Last night I stepped out onto the damp wood planks barefoot, felt the pads of my feet immediately grow chilled, and, with a slight shudder, tightened the sash on the fuzzy pink bathrobe. I took a few steps to center myself on the platform and turned toward the southeast. There it was.
I have compared a full moon to many things over the years — a poker chip being a favorite — all of them being round and clean-edged. This moon, viewed through uncorrected nearsightedness, was anything but. Its perimeter changed with every blink, curving back and forth, its volume waxing and waning like a lung. I decided it looked like nothing so much as a poaching egg.
Satisfied with the souvenir of a perfect image, I allowed myself a sigh of contentment. But I wasn’t content. The ritual of the full moon involves not just locating it, affixing it squarely in the firmament over Sandhill. It involves words. It requires that I speak to the moon, that I acknowledge its faithfulness in appearing once again. And this time there were no words.
In the branch behind the house a sound rose up. It did not startle me; I am accustomed to the night sounds of farm and field. But it did surprise me. It was the sound of frogs. An amphibian basso profundo echoing out from the boggy edges of the pond. The sound that I can’t ever remember hearing in February, the sound that usually accompanies the mild breezes of April or maybe a warm March.
My head tilted toward what was a rising chorus — now with baritones and tenors joining in. The branch that had been completely silent when I walked outside was now pulsing with voices, sound waves surging like an advancing army past the leafless branches and into the navy blue sky.
My own voice still silent, I went back inside where thin strips of moonlight fell through the cracks in the blinds across a bed in which I would eventually sleep.
I woke up early. The moon had moved to the other side of the house, was pasted in one of the panes of the bay window in the kitchen and it reminded me that I’d left things unfinished. There are only so many full moons in a lifetime, I once wrote, and now I’d squandered one.
Regret is rarely useful. I know that. And, yet, sometimes I find myself determined to wrestle with it until my hip is out of joint and I can forever walk with a limp as punishment.
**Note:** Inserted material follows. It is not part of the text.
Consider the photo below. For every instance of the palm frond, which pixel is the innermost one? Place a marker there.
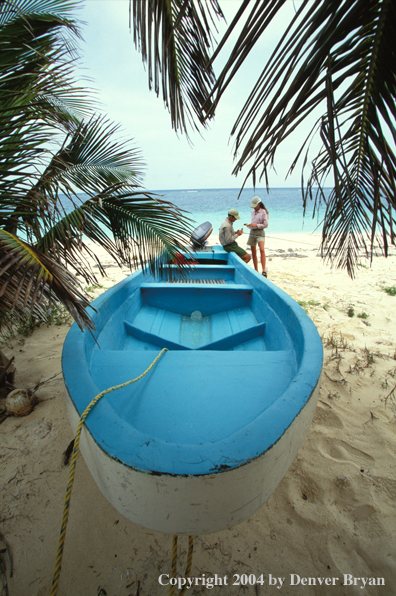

And I might have done that this time but for the sudden realization that the words don’t always have to be my own.
Standing there on the deck, feeling nothing except my toes going numb, I had assumed that the only words worth offering were the ones that I could mint. And that if the vein had gone dry then I must be silent. But the compline offered up by the frogs enveloped every creature under the moon — the deer leaving valentine-shaped footprints in the soft sand of the driveway, the owl perched in the crook of the burned-out pine tree and the barefoot woman with arms crossed tightly across her heart. The reverberative chant without translation was all the offering of gratitude, all the acknowledgment of grandeur, all the demonstration of grace that any life could hope.